A separate PMI reading from HSBC Holdings Plc and Markit Economics was 47.7 for July, matching the median economists’ estimate.
“People are waiting for that number which tells us China is collapsing,” Stephen Green, head of Greater China research at Standard Chartered Plc, said in a Bloomberg Television interview. “The market is sort of poised to just respond to anything that’s really, really, really negative and just sell everything. And as soon as you get something that’s mildly OK, then the market buys that.”
The Dollar Index fell to a six-week low yesterday after the Federal Open Market Committee kept its monthly purchases of Treasuries and mortgage securities unchanged at $85 billion, while warning that persistently low inflation could hamper the recovery. It repeated a pledge to continue stimulus until the U.S. labor market outlook has improved substantially.

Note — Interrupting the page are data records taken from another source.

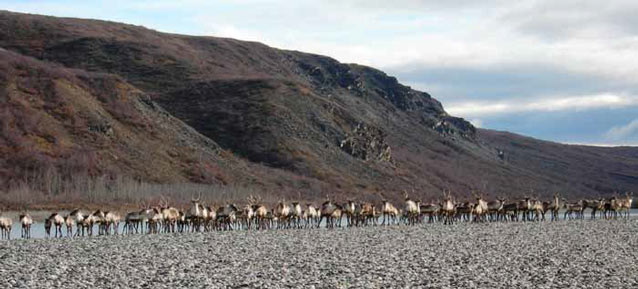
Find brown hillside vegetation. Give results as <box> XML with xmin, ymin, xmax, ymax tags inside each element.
<box><xmin>0</xmin><ymin>10</ymin><xmax>637</xmax><ymax>206</ymax></box>
<box><xmin>0</xmin><ymin>49</ymin><xmax>330</xmax><ymax>208</ymax></box>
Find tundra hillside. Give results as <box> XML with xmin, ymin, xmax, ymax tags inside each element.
<box><xmin>0</xmin><ymin>11</ymin><xmax>637</xmax><ymax>207</ymax></box>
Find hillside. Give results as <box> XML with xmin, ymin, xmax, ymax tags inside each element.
<box><xmin>0</xmin><ymin>48</ymin><xmax>275</xmax><ymax>188</ymax></box>
<box><xmin>1</xmin><ymin>10</ymin><xmax>637</xmax><ymax>204</ymax></box>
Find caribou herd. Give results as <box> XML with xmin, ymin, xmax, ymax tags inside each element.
<box><xmin>0</xmin><ymin>191</ymin><xmax>633</xmax><ymax>240</ymax></box>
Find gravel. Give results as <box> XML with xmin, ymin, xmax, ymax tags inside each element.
<box><xmin>0</xmin><ymin>219</ymin><xmax>637</xmax><ymax>288</ymax></box>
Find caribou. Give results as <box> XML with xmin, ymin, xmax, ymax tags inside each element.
<box><xmin>472</xmin><ymin>192</ymin><xmax>489</xmax><ymax>223</ymax></box>
<box><xmin>64</xmin><ymin>215</ymin><xmax>75</xmax><ymax>237</ymax></box>
<box><xmin>253</xmin><ymin>203</ymin><xmax>269</xmax><ymax>230</ymax></box>
<box><xmin>404</xmin><ymin>193</ymin><xmax>420</xmax><ymax>225</ymax></box>
<box><xmin>186</xmin><ymin>193</ymin><xmax>206</xmax><ymax>232</ymax></box>
<box><xmin>455</xmin><ymin>202</ymin><xmax>474</xmax><ymax>222</ymax></box>
<box><xmin>518</xmin><ymin>197</ymin><xmax>533</xmax><ymax>222</ymax></box>
<box><xmin>123</xmin><ymin>210</ymin><xmax>143</xmax><ymax>234</ymax></box>
<box><xmin>19</xmin><ymin>213</ymin><xmax>33</xmax><ymax>239</ymax></box>
<box><xmin>69</xmin><ymin>209</ymin><xmax>89</xmax><ymax>237</ymax></box>
<box><xmin>343</xmin><ymin>200</ymin><xmax>356</xmax><ymax>227</ymax></box>
<box><xmin>486</xmin><ymin>198</ymin><xmax>505</xmax><ymax>222</ymax></box>
<box><xmin>581</xmin><ymin>199</ymin><xmax>605</xmax><ymax>219</ymax></box>
<box><xmin>355</xmin><ymin>202</ymin><xmax>376</xmax><ymax>226</ymax></box>
<box><xmin>530</xmin><ymin>198</ymin><xmax>545</xmax><ymax>221</ymax></box>
<box><xmin>605</xmin><ymin>196</ymin><xmax>623</xmax><ymax>219</ymax></box>
<box><xmin>545</xmin><ymin>193</ymin><xmax>561</xmax><ymax>221</ymax></box>
<box><xmin>46</xmin><ymin>213</ymin><xmax>65</xmax><ymax>238</ymax></box>
<box><xmin>303</xmin><ymin>204</ymin><xmax>320</xmax><ymax>228</ymax></box>
<box><xmin>4</xmin><ymin>189</ymin><xmax>635</xmax><ymax>241</ymax></box>
<box><xmin>620</xmin><ymin>192</ymin><xmax>633</xmax><ymax>219</ymax></box>
<box><xmin>381</xmin><ymin>200</ymin><xmax>399</xmax><ymax>225</ymax></box>
<box><xmin>440</xmin><ymin>189</ymin><xmax>456</xmax><ymax>225</ymax></box>
<box><xmin>291</xmin><ymin>202</ymin><xmax>303</xmax><ymax>229</ymax></box>
<box><xmin>420</xmin><ymin>202</ymin><xmax>440</xmax><ymax>223</ymax></box>
<box><xmin>502</xmin><ymin>202</ymin><xmax>519</xmax><ymax>222</ymax></box>
<box><xmin>103</xmin><ymin>211</ymin><xmax>121</xmax><ymax>235</ymax></box>
<box><xmin>217</xmin><ymin>204</ymin><xmax>238</xmax><ymax>231</ymax></box>
<box><xmin>0</xmin><ymin>216</ymin><xmax>13</xmax><ymax>240</ymax></box>
<box><xmin>563</xmin><ymin>200</ymin><xmax>584</xmax><ymax>220</ymax></box>
<box><xmin>319</xmin><ymin>199</ymin><xmax>342</xmax><ymax>228</ymax></box>
<box><xmin>274</xmin><ymin>201</ymin><xmax>291</xmax><ymax>229</ymax></box>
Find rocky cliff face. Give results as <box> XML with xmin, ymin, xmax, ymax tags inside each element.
<box><xmin>339</xmin><ymin>123</ymin><xmax>392</xmax><ymax>163</ymax></box>
<box><xmin>1</xmin><ymin>10</ymin><xmax>637</xmax><ymax>201</ymax></box>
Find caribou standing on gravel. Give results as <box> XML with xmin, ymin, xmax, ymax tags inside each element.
<box><xmin>104</xmin><ymin>211</ymin><xmax>121</xmax><ymax>235</ymax></box>
<box><xmin>238</xmin><ymin>204</ymin><xmax>255</xmax><ymax>230</ymax></box>
<box><xmin>440</xmin><ymin>190</ymin><xmax>456</xmax><ymax>225</ymax></box>
<box><xmin>46</xmin><ymin>213</ymin><xmax>65</xmax><ymax>238</ymax></box>
<box><xmin>186</xmin><ymin>193</ymin><xmax>205</xmax><ymax>232</ymax></box>
<box><xmin>404</xmin><ymin>194</ymin><xmax>420</xmax><ymax>225</ymax></box>
<box><xmin>19</xmin><ymin>213</ymin><xmax>33</xmax><ymax>239</ymax></box>
<box><xmin>68</xmin><ymin>209</ymin><xmax>88</xmax><ymax>237</ymax></box>
<box><xmin>605</xmin><ymin>196</ymin><xmax>625</xmax><ymax>220</ymax></box>
<box><xmin>486</xmin><ymin>199</ymin><xmax>504</xmax><ymax>222</ymax></box>
<box><xmin>64</xmin><ymin>215</ymin><xmax>74</xmax><ymax>237</ymax></box>
<box><xmin>342</xmin><ymin>200</ymin><xmax>356</xmax><ymax>227</ymax></box>
<box><xmin>531</xmin><ymin>199</ymin><xmax>545</xmax><ymax>221</ymax></box>
<box><xmin>620</xmin><ymin>192</ymin><xmax>633</xmax><ymax>219</ymax></box>
<box><xmin>518</xmin><ymin>197</ymin><xmax>533</xmax><ymax>222</ymax></box>
<box><xmin>274</xmin><ymin>201</ymin><xmax>291</xmax><ymax>229</ymax></box>
<box><xmin>420</xmin><ymin>202</ymin><xmax>440</xmax><ymax>223</ymax></box>
<box><xmin>5</xmin><ymin>189</ymin><xmax>635</xmax><ymax>241</ymax></box>
<box><xmin>472</xmin><ymin>193</ymin><xmax>489</xmax><ymax>223</ymax></box>
<box><xmin>563</xmin><ymin>200</ymin><xmax>583</xmax><ymax>220</ymax></box>
<box><xmin>217</xmin><ymin>204</ymin><xmax>238</xmax><ymax>230</ymax></box>
<box><xmin>205</xmin><ymin>206</ymin><xmax>216</xmax><ymax>231</ymax></box>
<box><xmin>581</xmin><ymin>199</ymin><xmax>605</xmax><ymax>219</ymax></box>
<box><xmin>0</xmin><ymin>216</ymin><xmax>13</xmax><ymax>240</ymax></box>
<box><xmin>319</xmin><ymin>199</ymin><xmax>342</xmax><ymax>228</ymax></box>
<box><xmin>381</xmin><ymin>200</ymin><xmax>399</xmax><ymax>225</ymax></box>
<box><xmin>253</xmin><ymin>204</ymin><xmax>269</xmax><ymax>230</ymax></box>
<box><xmin>290</xmin><ymin>202</ymin><xmax>303</xmax><ymax>229</ymax></box>
<box><xmin>140</xmin><ymin>207</ymin><xmax>162</xmax><ymax>234</ymax></box>
<box><xmin>80</xmin><ymin>212</ymin><xmax>96</xmax><ymax>236</ymax></box>
<box><xmin>501</xmin><ymin>202</ymin><xmax>519</xmax><ymax>222</ymax></box>
<box><xmin>545</xmin><ymin>194</ymin><xmax>561</xmax><ymax>221</ymax></box>
<box><xmin>355</xmin><ymin>202</ymin><xmax>376</xmax><ymax>226</ymax></box>
<box><xmin>455</xmin><ymin>202</ymin><xmax>473</xmax><ymax>222</ymax></box>
<box><xmin>123</xmin><ymin>210</ymin><xmax>143</xmax><ymax>234</ymax></box>
<box><xmin>92</xmin><ymin>210</ymin><xmax>107</xmax><ymax>235</ymax></box>
<box><xmin>158</xmin><ymin>198</ymin><xmax>180</xmax><ymax>233</ymax></box>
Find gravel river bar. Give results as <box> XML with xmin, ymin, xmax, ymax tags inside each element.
<box><xmin>0</xmin><ymin>220</ymin><xmax>637</xmax><ymax>288</ymax></box>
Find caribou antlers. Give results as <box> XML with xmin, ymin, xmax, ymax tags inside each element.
<box><xmin>377</xmin><ymin>192</ymin><xmax>387</xmax><ymax>202</ymax></box>
<box><xmin>247</xmin><ymin>194</ymin><xmax>263</xmax><ymax>206</ymax></box>
<box><xmin>442</xmin><ymin>188</ymin><xmax>452</xmax><ymax>199</ymax></box>
<box><xmin>247</xmin><ymin>194</ymin><xmax>257</xmax><ymax>206</ymax></box>
<box><xmin>159</xmin><ymin>196</ymin><xmax>171</xmax><ymax>209</ymax></box>
<box><xmin>191</xmin><ymin>192</ymin><xmax>202</xmax><ymax>203</ymax></box>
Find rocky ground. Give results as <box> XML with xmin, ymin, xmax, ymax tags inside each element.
<box><xmin>0</xmin><ymin>220</ymin><xmax>637</xmax><ymax>288</ymax></box>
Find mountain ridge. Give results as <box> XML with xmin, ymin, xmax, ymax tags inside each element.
<box><xmin>1</xmin><ymin>10</ymin><xmax>636</xmax><ymax>204</ymax></box>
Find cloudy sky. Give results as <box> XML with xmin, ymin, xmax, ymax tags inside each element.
<box><xmin>4</xmin><ymin>0</ymin><xmax>638</xmax><ymax>146</ymax></box>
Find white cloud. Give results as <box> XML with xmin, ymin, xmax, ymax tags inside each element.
<box><xmin>175</xmin><ymin>0</ymin><xmax>638</xmax><ymax>88</ymax></box>
<box><xmin>446</xmin><ymin>94</ymin><xmax>638</xmax><ymax>117</ymax></box>
<box><xmin>469</xmin><ymin>119</ymin><xmax>483</xmax><ymax>128</ymax></box>
<box><xmin>606</xmin><ymin>119</ymin><xmax>638</xmax><ymax>141</ymax></box>
<box><xmin>7</xmin><ymin>1</ymin><xmax>638</xmax><ymax>84</ymax></box>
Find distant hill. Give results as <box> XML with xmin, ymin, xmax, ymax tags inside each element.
<box><xmin>1</xmin><ymin>10</ymin><xmax>636</xmax><ymax>203</ymax></box>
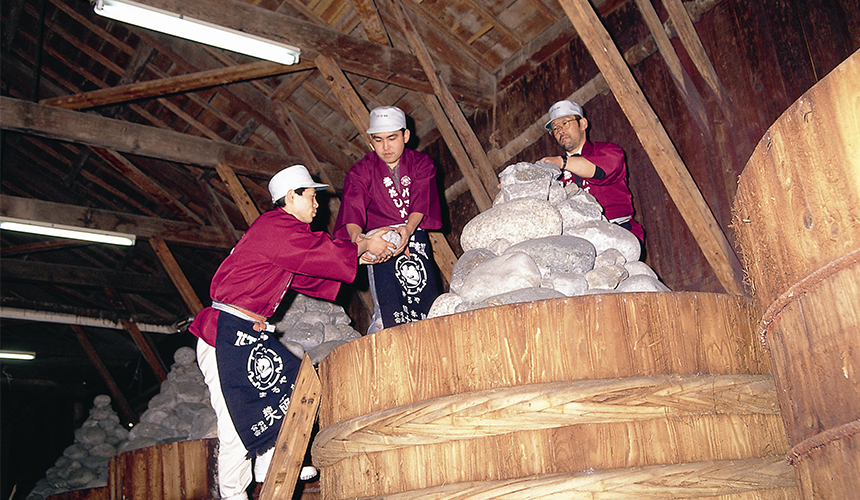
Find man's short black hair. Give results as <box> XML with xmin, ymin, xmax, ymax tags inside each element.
<box><xmin>273</xmin><ymin>187</ymin><xmax>308</xmax><ymax>207</ymax></box>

“The FOMC statement was a bit more dovish given that they mentioned some downside risks from inflation,” said Yuki Sakasai, a foreign-exchange strategist at Barclays Plc in New York. “But where we go from here will depend on the jobs numbers, and of course the inflation data.”
The gauge, which IntercontinentalExchange Inc. uses to track the greenback versus currencies of six major U.S. trading partners, rose 0.5 percent to 81.871 from yesterday, when it fell to as low as 81.407, a level unseen since June 20.
U.S. employers probably added 185,000 jobs in July, following a 195,000 gain in June, according to the median forecast of economists in a Bloomberg poll ahead of Labor Department data due on Aug. 2. The jobless rate probably fell to 7.5 percent from 7.6 percent.
Half of the 54 economists surveyed by Bloomberg News last month said the Fed may curb its monthly purchases to a total of $65 billion at its Sept. 17-18 meeting.